El ser humano está diseñado para hacer compatible tanto dentro como fuera, pero para que me entiendas mejor, juguemos a comparar nuestro cuerpo con un puente colgante. Imagínate que quieres conducir sobre ese puente porque todos los cables que lo sujetan están haciendo un correcto trabajo. El problema es que si uno de esos cables es demasiado corto o largo, tú no querrías pasar por ese puente, ¿verdad?

Supongamos que nunca estamos enfermos, ni estresados, ni lesionados, por lo que queríamos el puente colgante perfecto. Todos nuestros cables están correctamente suspendido y realizan su trabajo adecuadamente.
Pero la realidad es que cualquier persona sufre estrés, lesiones y alguna disfunción. Así que estaremos partiendo de un puente colgante con cables cortos y largos, y no estaremos capacitados para aceptar ciertas cargas.

Párate a conocer tu postura

Lo primero que tenemos que tener en cuenta es que para reparar nuestro “puente” tenemos que aceptar que los cables no están haciendo el trabajo deseado. Uno de los mayores errores es reforzar el puente mediante la construcción de estructuras que lo rodean, en vez de centrarnos en reparar los cables que hacen de apoyo original. Espero que vayas entendiendo la analogía: solemos obsesionarnos con aumentar nuestro glúteo, pero nos olvidamos de fortalecer los músculos que lo rodean.

Por supuesto, antes de reparar nada, deberíamos volver al diseño original y restaurarlo para que su estructura sea la más óptima posible. Es cierto que el proceso es más largo, pero contiene menos riesgos y es menos aleatorio.

¿Sueles apretar el glúteo en tus hábitos cotidianos?

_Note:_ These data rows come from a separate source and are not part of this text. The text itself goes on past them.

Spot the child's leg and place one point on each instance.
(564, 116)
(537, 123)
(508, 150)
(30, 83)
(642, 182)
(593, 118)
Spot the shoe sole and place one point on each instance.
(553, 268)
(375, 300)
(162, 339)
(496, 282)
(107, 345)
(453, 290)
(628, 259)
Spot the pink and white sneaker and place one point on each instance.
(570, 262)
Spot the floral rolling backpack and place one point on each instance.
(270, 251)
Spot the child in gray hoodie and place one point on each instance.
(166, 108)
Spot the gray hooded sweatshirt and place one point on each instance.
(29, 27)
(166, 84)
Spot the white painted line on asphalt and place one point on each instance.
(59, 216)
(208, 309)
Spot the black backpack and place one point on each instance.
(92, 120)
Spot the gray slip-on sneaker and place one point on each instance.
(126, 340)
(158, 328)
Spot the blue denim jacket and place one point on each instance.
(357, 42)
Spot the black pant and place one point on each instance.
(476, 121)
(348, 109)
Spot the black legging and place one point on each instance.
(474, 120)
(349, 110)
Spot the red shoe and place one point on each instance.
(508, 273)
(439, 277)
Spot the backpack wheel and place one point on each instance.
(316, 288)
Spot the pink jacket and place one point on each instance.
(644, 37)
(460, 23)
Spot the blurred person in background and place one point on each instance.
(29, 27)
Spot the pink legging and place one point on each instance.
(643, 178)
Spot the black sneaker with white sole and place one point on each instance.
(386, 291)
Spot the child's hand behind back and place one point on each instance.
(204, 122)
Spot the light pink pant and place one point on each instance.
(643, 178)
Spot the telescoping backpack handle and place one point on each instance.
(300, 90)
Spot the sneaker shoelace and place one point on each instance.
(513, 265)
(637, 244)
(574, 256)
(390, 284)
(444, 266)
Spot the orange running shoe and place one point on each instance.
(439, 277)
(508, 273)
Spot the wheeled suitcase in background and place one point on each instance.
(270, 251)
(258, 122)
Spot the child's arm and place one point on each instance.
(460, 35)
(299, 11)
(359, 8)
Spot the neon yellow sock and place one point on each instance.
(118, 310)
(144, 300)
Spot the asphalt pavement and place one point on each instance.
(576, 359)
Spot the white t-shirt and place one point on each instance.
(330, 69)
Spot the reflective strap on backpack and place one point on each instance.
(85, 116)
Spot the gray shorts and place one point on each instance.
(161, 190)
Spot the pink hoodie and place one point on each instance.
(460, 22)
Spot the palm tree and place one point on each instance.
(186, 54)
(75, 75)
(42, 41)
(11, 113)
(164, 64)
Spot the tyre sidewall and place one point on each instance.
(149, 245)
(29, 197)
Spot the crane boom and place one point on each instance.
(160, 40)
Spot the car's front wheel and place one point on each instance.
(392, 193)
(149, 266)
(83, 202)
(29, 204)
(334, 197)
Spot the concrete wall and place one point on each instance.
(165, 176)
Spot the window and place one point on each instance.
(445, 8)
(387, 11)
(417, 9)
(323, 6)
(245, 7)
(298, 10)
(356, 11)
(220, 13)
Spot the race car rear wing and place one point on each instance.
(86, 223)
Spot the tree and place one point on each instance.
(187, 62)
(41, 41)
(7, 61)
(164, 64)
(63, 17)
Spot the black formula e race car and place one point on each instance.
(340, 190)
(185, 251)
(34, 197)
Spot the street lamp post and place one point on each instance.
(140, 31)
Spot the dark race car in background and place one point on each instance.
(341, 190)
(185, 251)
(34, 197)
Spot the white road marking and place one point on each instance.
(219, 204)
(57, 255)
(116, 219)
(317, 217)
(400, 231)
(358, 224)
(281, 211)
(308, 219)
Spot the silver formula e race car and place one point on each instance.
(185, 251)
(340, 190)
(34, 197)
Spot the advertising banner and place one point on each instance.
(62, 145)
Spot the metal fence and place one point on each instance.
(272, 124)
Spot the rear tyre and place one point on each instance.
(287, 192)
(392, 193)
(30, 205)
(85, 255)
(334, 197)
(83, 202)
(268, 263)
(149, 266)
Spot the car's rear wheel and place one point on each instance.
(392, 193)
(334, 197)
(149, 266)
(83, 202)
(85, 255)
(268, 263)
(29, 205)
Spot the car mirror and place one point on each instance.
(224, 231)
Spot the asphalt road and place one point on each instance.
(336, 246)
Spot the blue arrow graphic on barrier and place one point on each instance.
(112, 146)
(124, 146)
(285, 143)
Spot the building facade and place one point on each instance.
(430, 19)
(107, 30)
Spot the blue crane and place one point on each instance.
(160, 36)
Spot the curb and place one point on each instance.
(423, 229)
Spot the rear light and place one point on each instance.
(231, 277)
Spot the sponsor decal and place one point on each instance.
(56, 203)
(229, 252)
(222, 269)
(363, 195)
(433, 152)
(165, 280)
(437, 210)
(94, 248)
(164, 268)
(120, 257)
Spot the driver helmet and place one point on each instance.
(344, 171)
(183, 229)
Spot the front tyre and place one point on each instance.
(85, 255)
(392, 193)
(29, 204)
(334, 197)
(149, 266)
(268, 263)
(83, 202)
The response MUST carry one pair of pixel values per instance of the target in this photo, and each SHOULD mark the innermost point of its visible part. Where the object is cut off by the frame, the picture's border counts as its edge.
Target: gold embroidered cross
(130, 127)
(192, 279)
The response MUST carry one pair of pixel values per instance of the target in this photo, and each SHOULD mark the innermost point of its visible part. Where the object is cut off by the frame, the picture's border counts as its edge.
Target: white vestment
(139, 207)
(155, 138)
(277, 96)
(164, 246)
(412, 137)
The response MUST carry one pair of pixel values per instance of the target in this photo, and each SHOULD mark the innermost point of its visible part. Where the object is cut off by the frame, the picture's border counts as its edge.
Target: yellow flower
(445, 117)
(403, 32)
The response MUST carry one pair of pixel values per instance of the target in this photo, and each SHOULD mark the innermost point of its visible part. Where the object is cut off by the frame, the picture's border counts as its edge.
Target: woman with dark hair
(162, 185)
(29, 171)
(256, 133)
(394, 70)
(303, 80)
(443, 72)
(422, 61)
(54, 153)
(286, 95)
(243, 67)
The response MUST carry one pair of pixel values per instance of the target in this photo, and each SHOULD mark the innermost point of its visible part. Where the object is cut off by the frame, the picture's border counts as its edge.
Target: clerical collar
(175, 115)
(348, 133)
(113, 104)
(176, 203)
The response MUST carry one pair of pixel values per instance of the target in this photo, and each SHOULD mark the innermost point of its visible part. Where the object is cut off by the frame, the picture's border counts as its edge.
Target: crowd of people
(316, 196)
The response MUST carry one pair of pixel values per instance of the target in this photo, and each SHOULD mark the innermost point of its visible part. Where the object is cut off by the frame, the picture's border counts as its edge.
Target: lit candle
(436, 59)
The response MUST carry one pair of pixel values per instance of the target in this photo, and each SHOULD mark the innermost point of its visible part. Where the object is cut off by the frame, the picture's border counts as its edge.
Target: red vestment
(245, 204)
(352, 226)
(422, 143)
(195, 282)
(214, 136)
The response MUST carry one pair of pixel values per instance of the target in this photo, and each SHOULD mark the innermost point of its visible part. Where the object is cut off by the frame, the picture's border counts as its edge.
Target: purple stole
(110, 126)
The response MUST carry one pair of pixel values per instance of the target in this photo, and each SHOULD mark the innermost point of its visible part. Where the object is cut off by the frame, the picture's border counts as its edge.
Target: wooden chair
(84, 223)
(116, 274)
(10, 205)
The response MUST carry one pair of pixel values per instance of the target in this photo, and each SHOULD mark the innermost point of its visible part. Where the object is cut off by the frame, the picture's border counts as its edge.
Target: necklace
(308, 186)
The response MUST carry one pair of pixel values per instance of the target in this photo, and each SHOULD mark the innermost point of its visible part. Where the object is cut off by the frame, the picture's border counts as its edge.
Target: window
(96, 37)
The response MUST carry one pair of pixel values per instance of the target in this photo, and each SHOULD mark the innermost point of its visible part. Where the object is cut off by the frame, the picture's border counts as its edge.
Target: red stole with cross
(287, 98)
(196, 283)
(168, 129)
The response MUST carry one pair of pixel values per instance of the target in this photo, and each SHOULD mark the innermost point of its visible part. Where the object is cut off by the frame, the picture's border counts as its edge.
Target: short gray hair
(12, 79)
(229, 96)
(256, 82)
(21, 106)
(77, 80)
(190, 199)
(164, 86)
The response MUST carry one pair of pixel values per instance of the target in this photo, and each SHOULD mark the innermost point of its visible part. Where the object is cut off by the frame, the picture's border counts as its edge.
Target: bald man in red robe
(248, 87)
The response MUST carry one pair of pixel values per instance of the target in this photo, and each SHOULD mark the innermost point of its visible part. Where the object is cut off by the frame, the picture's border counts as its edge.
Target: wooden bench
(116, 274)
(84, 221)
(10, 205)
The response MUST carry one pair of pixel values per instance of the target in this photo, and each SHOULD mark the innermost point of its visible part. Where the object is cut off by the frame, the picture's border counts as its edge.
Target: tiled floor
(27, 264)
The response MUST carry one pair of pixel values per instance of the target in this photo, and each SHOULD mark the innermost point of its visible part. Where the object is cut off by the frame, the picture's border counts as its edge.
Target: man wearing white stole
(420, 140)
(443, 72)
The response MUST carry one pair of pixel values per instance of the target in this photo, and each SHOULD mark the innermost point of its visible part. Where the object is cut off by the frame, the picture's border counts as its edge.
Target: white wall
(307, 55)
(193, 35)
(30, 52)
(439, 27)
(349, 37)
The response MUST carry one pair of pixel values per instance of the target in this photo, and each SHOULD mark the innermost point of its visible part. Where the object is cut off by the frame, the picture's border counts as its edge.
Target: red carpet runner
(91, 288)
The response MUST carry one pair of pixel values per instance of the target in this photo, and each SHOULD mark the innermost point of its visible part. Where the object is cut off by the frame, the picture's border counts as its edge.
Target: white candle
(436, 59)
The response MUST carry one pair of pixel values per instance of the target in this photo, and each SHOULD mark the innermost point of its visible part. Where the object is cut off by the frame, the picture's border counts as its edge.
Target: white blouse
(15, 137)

Cuando apretamos con fuerza nuestro glúteo, estamos reforzando una disfunción. Antes que nada, quiero que quede claro que no me refiero a activar los glúteos o los rotadores laterales, que por supuesto están destinados a funcionar correctamente.
Solo me refiero a cuando levantamos objetos pesados o cuando caminamos, donde la activación es la necesaria en una extensión normal de la pierna. Es decir, trabajamos mucho en rango de movimiento normales y naturales, donde nuestros glúteos no necesitan estar apretados.

La acción de apretar es un hábito inconsciente derivado de una debilidad del core, desalineación pélvica, inestabilidad lumbar y debilidad del suelo pélvico. Así que irónicamente, aunque haya personas que intentan obtener más estabilidad apretando mucho, a largo plazo nuestros discos lumbares y articulaciones pueden sufrir un mayor desgaste, además de una disminución del soporte del core y un suelo pélvico excesivamente apretado.

Plantéate quieres una persona que aprieta el glúteo cuando estás en la cola del supermercado, lavándote los dientes o andando por la calle. En ese caso, deberás trabajar para devolver la función original a tu trasero.

Reeduca tu postura

Prueba a hacer una postura para determinar si la pelvis está por delante de tus tobillos. Si de manera habitual vuelcas la mayor parte de tu peso en la zona delantera del pie, es tu caso. Debes intentar apoyar la pelvis hacia arriba para que quede sobre tus tobillos; cuándo sientas el peso en el talón, contrae los cuádriceps para evitar caerte hacia atrás.

Lo normal es que puedas mantener esta posición sin esfuerzo, no requiere en ningún momento apretar nada, así que no cambies apretar el glúteo por apretar el cuádriceps. Es importante que mantengas la curva lumbar en su forma natural, no se trata de arquear la espalda ni inclinarte.

También debes tener en cuenta si tu abdomen está siempre rígido, porque podría deberse a un excesivo desarrollo. Esto implica que hayas perdido cierta fluidez y capacidad respiratoria, además de encontrar dificultad para fortalecer el core y mantener activo el abdomen transverso.

Mi consejo es que no te obsesiones con apretar continuamente el glúteo, y mucho menos que realices movimientos en los que no es necesario que esté apretado.